Everything that I am about to say is just my personal opinion. Since I don’t live in Vietnam, it’s kind of hard for me to speak on the behalf of the entire population of Vietnam. However, I will do my best in explaining some of the Vietnamese sentiments that I have seen being expressed online.
On the topic of Sơn Tùng M-TP, I believe he is generally viewed positively these days. When I first started writing on this blog, however, there was a large vocal group of people that regarded M-TP as a Kpop copycat and believed his songs to be plagiarized. Because of this, I spent a good amount of time in the early days having to defend M-TP against all sorts of anti-fans. Through the years, M-TP’s popularity has continued to grow with anti-fans being increasingly outnumbered. I believe M-TP has proven himself with a steady run of hit songs that he isn’t just some wannabe copycat. After the massive success of Lạc Trôi – a very non-Kpop sounding Vietnamese song, it is now much harder for haters to say that M-TP’s success is due to him copying Kpop artists. There are still some haters that persist, but I believe M-TP has lived up to my proclamation (I was the first one to refer to him as the “prince of Vpop” back in 2015 BTW) that M-TP is a once in a generation talent who will become the most important figure in putting Vpop on the map. He is, after all, the biggest star Vpop has to offer and I would say most influential too. More Vietnamese people seem to have accepted that fact now.
On the topic of Bích Phương, I would say she is very well-liked by the Vietnamese people with little to no anti-fans. BP took a more traditional path in the Viet music industry. She studied music in college then went on to be a contestant on Vietnam Idol 2008 (top 40) and Vietnam Idol 2010 (top 7). After Vietnam Idol, BP became popular for singing pop ballads and sad love songs (genres that have been historically popular in Vietnam). In recent years, BP has become more indie pop with a focus on promoting Vietnamese culture in her MVs. For example, Nói Thương Nhau Thì Đừng Làm Trái Tim Em Đau is one of multiple MVs that BP made to promote Vietnamese culture in her “Vietnam Vietnam” project. BP seems to care more about the art of her work than popularity. She may not be the most mainstream artist, but it is hard not to respect her work when she is helping to showcase the culture of an ethnic minority like the Red Dao in Vietnam. Even as a more artsy singer, BP is still quite popular among the masses. I would compare BP to Florence + the Machine – popular and well-received but still somewhat on the outskirts of the mainstream conscious.

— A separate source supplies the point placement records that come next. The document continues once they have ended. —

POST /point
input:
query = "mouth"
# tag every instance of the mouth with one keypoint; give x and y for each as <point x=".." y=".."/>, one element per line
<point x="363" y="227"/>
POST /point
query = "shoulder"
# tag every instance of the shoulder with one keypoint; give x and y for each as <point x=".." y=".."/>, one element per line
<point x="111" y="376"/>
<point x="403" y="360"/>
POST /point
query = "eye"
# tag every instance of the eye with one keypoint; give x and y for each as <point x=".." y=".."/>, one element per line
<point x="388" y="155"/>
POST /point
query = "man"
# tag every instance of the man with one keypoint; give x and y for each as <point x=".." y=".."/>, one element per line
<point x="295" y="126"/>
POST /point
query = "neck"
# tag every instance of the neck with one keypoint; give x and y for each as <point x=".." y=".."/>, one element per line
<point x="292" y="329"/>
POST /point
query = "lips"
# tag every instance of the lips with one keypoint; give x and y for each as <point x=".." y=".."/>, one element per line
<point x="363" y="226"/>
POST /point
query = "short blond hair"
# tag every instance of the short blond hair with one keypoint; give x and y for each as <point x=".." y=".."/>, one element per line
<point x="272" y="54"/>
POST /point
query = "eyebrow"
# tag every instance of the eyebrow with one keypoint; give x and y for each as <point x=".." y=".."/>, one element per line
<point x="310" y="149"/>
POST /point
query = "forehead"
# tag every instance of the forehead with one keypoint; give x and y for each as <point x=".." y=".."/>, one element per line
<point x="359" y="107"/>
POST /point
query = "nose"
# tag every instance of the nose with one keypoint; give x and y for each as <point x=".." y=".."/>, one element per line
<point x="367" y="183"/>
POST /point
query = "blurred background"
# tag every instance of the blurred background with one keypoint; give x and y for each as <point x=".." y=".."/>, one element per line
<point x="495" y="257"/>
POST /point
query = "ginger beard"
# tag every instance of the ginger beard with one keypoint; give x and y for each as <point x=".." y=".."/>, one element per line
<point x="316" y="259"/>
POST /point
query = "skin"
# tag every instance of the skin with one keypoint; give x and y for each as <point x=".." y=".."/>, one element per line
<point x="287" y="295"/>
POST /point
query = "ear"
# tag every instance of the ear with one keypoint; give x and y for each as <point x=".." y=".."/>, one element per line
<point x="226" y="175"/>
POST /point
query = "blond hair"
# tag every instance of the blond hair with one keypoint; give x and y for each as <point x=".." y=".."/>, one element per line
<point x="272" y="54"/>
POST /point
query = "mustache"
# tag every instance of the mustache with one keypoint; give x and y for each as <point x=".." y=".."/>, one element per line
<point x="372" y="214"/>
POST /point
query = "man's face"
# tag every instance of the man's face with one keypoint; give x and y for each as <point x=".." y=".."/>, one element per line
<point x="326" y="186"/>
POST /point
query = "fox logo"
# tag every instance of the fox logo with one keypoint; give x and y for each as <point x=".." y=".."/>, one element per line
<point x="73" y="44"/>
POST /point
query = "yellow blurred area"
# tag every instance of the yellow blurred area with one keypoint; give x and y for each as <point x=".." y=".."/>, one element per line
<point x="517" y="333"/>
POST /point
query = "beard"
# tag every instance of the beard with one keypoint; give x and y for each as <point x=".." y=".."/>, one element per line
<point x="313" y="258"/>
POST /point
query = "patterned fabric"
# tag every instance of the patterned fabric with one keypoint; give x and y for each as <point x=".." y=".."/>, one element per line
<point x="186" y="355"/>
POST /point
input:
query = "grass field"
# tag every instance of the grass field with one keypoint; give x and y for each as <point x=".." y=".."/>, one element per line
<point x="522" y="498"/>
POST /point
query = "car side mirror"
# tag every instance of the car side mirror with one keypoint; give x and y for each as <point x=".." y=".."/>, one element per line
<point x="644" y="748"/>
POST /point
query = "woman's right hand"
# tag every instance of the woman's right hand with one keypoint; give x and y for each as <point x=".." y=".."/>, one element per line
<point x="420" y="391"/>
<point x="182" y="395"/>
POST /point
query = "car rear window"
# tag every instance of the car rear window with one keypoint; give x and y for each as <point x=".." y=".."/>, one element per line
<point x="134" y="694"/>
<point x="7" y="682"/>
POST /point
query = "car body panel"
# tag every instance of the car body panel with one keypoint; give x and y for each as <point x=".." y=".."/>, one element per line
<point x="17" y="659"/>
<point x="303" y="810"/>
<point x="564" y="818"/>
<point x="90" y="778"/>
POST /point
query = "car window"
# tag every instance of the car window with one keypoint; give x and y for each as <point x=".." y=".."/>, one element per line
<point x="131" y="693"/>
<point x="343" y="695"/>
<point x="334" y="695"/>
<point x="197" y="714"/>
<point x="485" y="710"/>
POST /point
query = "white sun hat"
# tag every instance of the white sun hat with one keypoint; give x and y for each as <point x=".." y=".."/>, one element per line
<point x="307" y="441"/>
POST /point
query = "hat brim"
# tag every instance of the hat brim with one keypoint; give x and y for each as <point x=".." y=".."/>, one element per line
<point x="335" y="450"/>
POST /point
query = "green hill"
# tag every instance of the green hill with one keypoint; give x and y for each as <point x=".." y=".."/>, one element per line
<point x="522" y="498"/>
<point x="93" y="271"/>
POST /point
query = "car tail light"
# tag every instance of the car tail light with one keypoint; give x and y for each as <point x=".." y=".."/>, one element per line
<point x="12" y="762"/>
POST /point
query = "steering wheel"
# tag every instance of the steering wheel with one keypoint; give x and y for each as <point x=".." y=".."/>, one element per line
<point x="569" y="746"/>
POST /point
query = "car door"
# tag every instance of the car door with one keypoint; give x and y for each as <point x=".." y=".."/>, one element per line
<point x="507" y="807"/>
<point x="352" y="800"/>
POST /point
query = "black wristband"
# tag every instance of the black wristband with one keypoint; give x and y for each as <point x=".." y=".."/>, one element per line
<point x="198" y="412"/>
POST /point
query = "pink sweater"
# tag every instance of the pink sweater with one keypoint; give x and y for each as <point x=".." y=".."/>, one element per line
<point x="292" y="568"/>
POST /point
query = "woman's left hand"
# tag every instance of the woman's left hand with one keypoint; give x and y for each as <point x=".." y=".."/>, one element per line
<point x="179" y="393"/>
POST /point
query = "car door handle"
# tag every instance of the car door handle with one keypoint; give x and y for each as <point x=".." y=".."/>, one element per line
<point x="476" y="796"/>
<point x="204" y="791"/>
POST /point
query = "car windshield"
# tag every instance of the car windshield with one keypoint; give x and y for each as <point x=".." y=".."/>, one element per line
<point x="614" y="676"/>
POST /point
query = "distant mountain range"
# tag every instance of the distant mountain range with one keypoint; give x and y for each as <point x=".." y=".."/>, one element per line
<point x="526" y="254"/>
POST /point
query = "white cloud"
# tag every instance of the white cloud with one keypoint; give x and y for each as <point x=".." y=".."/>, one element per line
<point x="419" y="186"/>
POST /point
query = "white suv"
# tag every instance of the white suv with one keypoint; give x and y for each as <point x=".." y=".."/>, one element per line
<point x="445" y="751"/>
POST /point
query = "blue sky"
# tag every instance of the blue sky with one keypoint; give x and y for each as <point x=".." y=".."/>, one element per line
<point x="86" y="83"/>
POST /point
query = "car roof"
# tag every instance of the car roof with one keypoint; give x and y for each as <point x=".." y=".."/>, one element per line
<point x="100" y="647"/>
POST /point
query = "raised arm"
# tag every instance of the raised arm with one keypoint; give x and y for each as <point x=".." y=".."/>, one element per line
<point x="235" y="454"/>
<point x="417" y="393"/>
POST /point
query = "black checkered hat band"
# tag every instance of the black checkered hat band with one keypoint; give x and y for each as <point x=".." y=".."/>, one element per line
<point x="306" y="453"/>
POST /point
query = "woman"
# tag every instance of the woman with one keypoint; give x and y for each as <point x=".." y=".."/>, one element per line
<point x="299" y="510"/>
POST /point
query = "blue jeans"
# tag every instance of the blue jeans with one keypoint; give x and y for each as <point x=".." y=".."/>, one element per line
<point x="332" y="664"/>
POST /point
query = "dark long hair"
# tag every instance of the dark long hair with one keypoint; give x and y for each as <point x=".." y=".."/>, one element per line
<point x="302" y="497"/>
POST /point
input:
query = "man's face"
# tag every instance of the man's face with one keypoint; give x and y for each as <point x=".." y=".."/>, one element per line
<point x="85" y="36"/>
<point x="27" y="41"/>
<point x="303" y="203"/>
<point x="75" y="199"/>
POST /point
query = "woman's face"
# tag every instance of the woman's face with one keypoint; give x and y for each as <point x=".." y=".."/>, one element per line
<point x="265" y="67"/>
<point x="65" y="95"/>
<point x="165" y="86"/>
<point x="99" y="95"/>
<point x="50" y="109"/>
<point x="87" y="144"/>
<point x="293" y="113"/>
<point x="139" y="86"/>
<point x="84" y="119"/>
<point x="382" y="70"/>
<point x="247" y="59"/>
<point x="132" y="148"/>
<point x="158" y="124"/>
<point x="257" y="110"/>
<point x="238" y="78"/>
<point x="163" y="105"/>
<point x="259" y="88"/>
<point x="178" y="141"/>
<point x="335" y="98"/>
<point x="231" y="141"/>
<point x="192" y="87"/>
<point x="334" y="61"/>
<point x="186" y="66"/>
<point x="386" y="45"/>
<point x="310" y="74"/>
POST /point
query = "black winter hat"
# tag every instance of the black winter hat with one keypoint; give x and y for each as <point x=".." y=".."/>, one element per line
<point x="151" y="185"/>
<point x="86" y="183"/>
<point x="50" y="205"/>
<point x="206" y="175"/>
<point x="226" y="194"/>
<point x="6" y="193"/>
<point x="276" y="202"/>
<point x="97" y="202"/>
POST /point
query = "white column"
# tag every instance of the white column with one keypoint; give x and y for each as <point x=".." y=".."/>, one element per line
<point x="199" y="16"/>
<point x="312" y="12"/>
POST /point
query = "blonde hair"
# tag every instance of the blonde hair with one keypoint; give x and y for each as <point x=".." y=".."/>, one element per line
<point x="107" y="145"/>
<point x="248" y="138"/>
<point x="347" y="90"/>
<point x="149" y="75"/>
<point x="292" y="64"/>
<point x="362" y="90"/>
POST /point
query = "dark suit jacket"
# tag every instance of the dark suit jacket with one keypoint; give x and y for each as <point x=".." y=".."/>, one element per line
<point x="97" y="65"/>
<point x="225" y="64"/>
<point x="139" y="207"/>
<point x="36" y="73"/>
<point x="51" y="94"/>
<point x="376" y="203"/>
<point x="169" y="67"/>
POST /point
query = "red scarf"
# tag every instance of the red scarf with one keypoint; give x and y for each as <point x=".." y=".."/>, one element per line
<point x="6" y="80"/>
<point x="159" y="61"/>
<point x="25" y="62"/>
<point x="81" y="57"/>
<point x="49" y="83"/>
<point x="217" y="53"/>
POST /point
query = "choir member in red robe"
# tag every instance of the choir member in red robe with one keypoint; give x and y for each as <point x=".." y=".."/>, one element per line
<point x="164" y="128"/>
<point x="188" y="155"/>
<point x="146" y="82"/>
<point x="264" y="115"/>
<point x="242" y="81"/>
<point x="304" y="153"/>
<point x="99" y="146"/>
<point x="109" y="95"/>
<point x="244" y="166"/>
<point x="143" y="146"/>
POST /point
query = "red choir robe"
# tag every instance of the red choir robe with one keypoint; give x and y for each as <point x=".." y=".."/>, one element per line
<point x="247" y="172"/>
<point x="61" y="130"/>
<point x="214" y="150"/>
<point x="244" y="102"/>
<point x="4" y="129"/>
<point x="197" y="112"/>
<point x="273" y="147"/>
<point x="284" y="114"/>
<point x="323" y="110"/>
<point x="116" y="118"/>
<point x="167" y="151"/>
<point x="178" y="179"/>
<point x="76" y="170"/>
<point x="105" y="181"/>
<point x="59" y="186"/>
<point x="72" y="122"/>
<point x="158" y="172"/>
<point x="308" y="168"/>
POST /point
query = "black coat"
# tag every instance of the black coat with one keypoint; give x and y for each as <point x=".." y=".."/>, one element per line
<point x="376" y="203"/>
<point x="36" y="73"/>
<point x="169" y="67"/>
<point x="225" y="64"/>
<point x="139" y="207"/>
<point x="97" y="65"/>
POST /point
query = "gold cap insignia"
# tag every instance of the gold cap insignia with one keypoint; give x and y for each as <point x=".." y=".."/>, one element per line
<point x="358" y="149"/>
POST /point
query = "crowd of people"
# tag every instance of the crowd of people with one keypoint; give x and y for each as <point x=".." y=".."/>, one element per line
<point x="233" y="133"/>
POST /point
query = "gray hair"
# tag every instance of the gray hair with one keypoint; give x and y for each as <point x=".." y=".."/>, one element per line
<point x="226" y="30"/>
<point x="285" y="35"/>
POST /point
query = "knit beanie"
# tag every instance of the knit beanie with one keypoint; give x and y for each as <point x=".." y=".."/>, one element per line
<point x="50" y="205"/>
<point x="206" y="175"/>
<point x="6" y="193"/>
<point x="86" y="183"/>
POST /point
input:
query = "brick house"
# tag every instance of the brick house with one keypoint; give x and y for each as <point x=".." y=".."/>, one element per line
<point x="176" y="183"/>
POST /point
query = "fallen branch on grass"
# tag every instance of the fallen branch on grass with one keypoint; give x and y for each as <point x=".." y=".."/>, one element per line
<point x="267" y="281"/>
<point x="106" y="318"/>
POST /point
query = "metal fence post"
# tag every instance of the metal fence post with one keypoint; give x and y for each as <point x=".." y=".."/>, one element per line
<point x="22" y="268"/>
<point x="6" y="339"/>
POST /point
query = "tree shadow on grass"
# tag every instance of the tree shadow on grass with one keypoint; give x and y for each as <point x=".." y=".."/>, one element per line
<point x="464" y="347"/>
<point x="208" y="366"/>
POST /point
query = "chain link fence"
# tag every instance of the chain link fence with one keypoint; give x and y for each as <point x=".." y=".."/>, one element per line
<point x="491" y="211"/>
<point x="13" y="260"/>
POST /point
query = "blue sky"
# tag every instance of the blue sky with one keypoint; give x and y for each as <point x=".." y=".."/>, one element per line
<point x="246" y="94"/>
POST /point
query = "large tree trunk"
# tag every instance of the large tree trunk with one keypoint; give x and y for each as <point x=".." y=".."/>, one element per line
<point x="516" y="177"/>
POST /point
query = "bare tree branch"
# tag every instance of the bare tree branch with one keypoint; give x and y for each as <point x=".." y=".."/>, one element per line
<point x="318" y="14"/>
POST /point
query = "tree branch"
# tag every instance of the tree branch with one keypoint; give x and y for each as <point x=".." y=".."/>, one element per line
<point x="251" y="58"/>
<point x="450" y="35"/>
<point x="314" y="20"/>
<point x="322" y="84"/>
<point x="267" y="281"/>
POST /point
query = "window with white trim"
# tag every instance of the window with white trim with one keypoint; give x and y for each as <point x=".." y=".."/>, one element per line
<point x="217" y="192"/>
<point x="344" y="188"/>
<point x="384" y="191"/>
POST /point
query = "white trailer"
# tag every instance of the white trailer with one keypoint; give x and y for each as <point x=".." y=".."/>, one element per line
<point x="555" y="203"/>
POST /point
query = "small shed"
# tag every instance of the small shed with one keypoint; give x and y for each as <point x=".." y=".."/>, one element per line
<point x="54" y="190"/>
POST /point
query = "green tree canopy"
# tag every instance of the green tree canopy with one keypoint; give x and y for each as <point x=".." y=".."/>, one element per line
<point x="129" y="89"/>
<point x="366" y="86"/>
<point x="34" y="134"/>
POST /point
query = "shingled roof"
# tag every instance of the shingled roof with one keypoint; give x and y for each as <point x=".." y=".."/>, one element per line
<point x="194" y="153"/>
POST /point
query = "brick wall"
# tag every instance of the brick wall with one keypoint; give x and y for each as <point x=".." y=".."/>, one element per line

On the topic of Chi Pu, she easily is the most controversial figure on this list. Chi Pu got her start as a “hot girl” – the Vietnamese equivalent of being an Instagram model i.e. being famous and influential through the usage of social media. Most of her MVs on YouTube have a very high dislike to like ratio. The only exceptions seems to be her latest MV, which takes a more conservative, traditional approach to Vietnamese music. Like I wrote in my blog post about April comebacks, ANH ƠI Ở LẠI is a song that is much more aligned with traditional Vietnamese sentiments. Therefore, I am not surprised that it has been well-received by the Vietnamese audience. I am, however, a little bit surprised at just how little dislikes this MV has gotten compared to Chi Pu’s other works. Chi Pu is viewed as a “hot girl” who has no business singing by many people. So much so, that another popular Vietnamese singer once stated that she felt insulted by the influx of “hot girls” (aka Chi Pu) parading themselves as singers when they clearly lack the vocal talent and training to do so. I, myself, have been very critical of Chi Pu in the past. A lot of Chi Pu’s works have been all visual nonsense to distract from Chi Pu’s lack of vocal singing ability. Not only that, but Chi Pu has essentially marketed herself as a Korean Kpop Idol doing Vpop. Thus, Chi Pu has her fair share of anti-fans. But like myself, I believe most Vietnamese people are willing to give her a chance as long as she puts more effort in her music.
On the topic of Chi Pu’s racy 16+ MV, I would say the whole point was to shock. MỜI ANH VÀO was definitely an abnormal Vpop MV. For the most part, Vietnam has a very conservative culture. Pornography is banned in the country. That said, a lot of Vietnamese people are closet perverts IMO. The lewdest Facebook posts that I see in my feed always seem to come from friends and family members living in Vietnam. Perhaps, they are just sexually suppressed and frustrated. I don’t know. I come from a Catholic Vietnamese family, so my views maybe warped from the average Vietnamese person living in Vietnam since most aren’t Catholic. But, I do feel Vietnamese people tend to value cuteness and the “pure” woman over the raunchiness and lewdness shown by Chi Pu in this MV. Just judging by the YouTube comments, I would say most of the viewers are under that age of 21 who came for the tits and stayed for the tits.